This document provides a comprehensive guide for multimodal inference using SGLang backend in Dynamo. SGLang multimodal uses specialized E/PD or E/P/D flows with NIXL (RDMA) for zero-copy tensor transfer.

Support Matrix

Modality Input Format Aggregated Disaggregated Notes
Image HTTP/HTTPS URL Yes Yes Vision encoder generates embeddings
Image Data URL (Base64) No No
Video HTTP/HTTPS URL No No
Audio HTTP/HTTPS URL No No

Supported URL Formats

Format Example Description
HTTP/HTTPS http://example.com/image.jpg Remote media files

Deployment Patterns

SGLang supports E/PD and E/P/D patterns only (always has a separate encode worker).
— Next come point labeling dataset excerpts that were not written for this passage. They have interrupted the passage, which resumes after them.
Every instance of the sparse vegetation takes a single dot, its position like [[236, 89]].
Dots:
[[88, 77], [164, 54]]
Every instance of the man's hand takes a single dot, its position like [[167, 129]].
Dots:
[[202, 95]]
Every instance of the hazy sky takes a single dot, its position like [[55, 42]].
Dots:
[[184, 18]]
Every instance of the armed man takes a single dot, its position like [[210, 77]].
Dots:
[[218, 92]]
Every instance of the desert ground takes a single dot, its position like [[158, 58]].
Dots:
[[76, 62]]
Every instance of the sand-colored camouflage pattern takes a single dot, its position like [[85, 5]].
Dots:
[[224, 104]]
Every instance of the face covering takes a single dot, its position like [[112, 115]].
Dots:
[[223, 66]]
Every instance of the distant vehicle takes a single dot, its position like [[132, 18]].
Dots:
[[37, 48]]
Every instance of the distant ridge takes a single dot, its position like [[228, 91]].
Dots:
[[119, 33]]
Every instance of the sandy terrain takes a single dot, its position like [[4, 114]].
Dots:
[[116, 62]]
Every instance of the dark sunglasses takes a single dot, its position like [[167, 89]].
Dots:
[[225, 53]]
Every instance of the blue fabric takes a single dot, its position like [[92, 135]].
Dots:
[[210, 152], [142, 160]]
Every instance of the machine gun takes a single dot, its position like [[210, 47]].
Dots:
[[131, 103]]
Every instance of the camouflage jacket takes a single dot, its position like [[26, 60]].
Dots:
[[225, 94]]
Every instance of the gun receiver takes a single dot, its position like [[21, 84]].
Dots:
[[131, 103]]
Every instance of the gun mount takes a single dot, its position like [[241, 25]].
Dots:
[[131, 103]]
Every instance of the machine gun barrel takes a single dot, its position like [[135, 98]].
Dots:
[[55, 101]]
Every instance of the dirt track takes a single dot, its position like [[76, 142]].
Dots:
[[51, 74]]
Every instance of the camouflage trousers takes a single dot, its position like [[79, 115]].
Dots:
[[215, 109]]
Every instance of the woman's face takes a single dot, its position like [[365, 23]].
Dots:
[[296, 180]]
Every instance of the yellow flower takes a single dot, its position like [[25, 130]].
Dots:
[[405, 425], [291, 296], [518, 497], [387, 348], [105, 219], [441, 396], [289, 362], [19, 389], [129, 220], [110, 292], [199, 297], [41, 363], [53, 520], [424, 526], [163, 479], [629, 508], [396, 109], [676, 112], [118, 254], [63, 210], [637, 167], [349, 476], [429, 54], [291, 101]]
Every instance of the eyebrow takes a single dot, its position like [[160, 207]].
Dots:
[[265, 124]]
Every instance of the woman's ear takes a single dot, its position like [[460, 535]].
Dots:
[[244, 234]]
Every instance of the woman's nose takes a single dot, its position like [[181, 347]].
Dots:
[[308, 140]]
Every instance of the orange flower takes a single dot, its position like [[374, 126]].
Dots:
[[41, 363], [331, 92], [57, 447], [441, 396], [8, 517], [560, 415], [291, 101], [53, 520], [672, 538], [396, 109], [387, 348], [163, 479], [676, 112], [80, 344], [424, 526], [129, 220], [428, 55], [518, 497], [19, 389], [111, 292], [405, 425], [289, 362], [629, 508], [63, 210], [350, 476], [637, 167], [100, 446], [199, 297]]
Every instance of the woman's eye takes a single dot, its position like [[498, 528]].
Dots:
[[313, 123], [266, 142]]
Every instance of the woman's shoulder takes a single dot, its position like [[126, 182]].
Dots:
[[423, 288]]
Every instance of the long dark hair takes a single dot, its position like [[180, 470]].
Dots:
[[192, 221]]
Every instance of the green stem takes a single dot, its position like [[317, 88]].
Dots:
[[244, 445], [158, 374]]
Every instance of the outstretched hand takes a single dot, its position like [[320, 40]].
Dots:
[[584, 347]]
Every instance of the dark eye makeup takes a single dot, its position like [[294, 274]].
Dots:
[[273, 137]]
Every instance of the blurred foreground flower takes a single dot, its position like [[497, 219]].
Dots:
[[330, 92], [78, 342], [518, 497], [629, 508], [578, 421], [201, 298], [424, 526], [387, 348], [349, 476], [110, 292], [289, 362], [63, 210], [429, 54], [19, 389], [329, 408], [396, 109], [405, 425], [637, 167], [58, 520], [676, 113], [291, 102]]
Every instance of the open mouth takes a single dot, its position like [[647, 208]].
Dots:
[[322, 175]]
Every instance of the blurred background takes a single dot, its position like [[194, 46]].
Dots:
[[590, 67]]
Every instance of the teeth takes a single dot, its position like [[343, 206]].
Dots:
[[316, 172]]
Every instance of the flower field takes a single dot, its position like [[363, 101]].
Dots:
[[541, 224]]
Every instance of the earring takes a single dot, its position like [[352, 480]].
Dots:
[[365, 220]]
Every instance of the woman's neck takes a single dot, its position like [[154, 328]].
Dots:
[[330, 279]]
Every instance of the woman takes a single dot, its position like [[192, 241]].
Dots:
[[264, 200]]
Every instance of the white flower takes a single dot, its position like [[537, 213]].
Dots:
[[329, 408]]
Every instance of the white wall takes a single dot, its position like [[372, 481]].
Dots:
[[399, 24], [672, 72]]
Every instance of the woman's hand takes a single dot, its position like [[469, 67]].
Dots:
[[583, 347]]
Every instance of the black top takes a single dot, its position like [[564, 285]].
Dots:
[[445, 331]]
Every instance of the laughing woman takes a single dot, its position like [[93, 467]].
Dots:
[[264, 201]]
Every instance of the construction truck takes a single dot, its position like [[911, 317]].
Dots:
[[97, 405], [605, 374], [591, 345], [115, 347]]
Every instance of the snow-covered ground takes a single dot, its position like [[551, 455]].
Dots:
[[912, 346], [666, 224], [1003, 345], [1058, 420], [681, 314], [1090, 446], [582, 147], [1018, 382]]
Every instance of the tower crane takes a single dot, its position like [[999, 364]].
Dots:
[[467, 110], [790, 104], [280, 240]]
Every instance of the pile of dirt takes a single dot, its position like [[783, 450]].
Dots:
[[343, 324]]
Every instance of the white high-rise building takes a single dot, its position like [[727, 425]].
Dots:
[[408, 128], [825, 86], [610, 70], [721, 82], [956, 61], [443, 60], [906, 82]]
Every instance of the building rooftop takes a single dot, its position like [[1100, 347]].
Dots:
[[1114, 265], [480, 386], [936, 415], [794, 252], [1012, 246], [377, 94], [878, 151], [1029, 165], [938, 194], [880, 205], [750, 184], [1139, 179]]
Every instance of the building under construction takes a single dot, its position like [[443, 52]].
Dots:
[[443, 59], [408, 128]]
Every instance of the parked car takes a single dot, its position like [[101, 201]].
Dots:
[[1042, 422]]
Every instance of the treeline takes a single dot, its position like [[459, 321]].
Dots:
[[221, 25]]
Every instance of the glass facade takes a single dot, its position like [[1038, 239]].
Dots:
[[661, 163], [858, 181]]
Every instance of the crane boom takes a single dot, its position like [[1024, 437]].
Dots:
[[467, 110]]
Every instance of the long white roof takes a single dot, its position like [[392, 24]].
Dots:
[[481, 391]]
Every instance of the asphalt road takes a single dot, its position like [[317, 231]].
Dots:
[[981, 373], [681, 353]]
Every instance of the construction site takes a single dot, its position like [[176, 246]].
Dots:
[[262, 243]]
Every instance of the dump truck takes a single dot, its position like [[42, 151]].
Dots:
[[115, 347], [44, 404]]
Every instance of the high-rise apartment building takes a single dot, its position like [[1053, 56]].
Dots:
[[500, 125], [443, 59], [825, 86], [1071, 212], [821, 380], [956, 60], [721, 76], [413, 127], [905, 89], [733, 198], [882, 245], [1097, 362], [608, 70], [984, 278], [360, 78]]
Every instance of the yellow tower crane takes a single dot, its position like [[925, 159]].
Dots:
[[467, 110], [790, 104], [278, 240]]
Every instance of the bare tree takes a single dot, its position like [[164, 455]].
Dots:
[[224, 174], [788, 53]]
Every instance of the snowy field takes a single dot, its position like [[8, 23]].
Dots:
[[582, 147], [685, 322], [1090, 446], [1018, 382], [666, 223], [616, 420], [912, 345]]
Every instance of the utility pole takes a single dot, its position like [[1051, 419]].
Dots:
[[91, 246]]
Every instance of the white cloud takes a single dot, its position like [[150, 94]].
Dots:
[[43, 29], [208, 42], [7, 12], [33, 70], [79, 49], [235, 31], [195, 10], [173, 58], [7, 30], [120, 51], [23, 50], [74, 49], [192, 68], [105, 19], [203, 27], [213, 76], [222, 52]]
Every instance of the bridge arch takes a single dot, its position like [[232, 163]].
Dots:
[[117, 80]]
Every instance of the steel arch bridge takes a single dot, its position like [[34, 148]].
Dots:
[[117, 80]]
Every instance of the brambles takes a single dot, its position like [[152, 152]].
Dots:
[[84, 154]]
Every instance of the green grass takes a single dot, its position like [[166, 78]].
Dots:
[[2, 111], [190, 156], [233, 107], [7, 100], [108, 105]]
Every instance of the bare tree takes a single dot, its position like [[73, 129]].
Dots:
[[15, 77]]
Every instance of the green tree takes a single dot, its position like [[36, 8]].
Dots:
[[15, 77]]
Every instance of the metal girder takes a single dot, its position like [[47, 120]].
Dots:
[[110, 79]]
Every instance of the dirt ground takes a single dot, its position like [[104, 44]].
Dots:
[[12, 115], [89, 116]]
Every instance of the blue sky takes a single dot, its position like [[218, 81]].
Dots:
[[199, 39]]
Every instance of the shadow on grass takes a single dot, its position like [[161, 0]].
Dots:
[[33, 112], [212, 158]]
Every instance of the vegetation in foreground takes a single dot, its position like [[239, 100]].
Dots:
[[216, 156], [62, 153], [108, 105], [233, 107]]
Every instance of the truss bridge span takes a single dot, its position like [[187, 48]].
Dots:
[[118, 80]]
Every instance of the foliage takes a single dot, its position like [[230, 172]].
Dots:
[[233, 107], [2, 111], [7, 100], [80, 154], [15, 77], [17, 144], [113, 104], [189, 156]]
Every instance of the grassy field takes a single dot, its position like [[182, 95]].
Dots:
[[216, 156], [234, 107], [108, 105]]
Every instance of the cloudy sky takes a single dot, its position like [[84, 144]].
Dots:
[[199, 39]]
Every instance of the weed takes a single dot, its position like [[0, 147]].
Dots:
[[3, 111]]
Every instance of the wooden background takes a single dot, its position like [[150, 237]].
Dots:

See Multimodal Architecture Patterns for detailed explanations.

Pattern Supported Launch Script Notes
EPD (Simple Aggregated) N/A Not supported
E/PD (Encode Separate) multimodal_agg.sh Vision encoder separate
E/P/D (Full Disaggregation) multimodal_disagg.sh KV cache via bootstrap
EP/D (Traditional Disaggregated) N/A Not supported

Component Flags

Component Flag Purpose
Processor --multimodal-processor HTTP entry, OpenAI→SGLang conversion
Encode Worker --multimodal-encode-worker Vision encoder, embeddings generation
PD Worker --multimodal-worker Prefill + Decode with embeddings
Decode Worker --multimodal-worker --serving-mode=decode Entry point for disaggregation
Prefill Worker --multimodal-worker --serving-mode=prefill Called by Decode, bootstrap coordination

SGLang-Specific Characteristics

  • Vision Encoder in Python: Encode worker loads vision model (AutoModel) and image processor (AutoImageProcessor)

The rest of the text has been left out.